Friday, 1 November 2013

Linguists have accent opinions too!

Linguists have to spend quite a lot of time explaining that they don't correct people's grammar, and trying to prevent people from judging each other based on the language they use, and trying to explain that one standard language is not inherently better than a non-standard version or a different standard version.

But you know, we're people too, and we have human opinions. This was an exchange between two linguists:

As you can see, the second linguist, as well as the one mentioned in the first tweet, have negative opinions of their own regional dialects. I also know another linguist who said that she didn't think she'd be taken seriously as an academic if she used the accent she grew up with.
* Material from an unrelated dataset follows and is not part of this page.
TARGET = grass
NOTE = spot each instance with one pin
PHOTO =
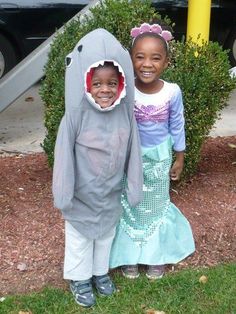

It seems that we need to distinguish between disliking an accent and thinking that it's wrong or worse than the standard. We know that all dialects (and indeed languages) are equally valid, equally correct and equally suitable for use. This is where we differ from many non-linguists, who often think that a person speaks in a non-standard way because they're lazy or stupid. We also know that objectively, accents don't sound stupid or unfriendly or untrustworthy: those are values projected onto speakers of that dialect by the listener. We're like non-linguists, though, in thinking that some accents are simply not as suited to our own preference. And we also know how much people judge you based solely on the way you speak - more reason than any other to moderate your accent if you think people might regard it unfavourably.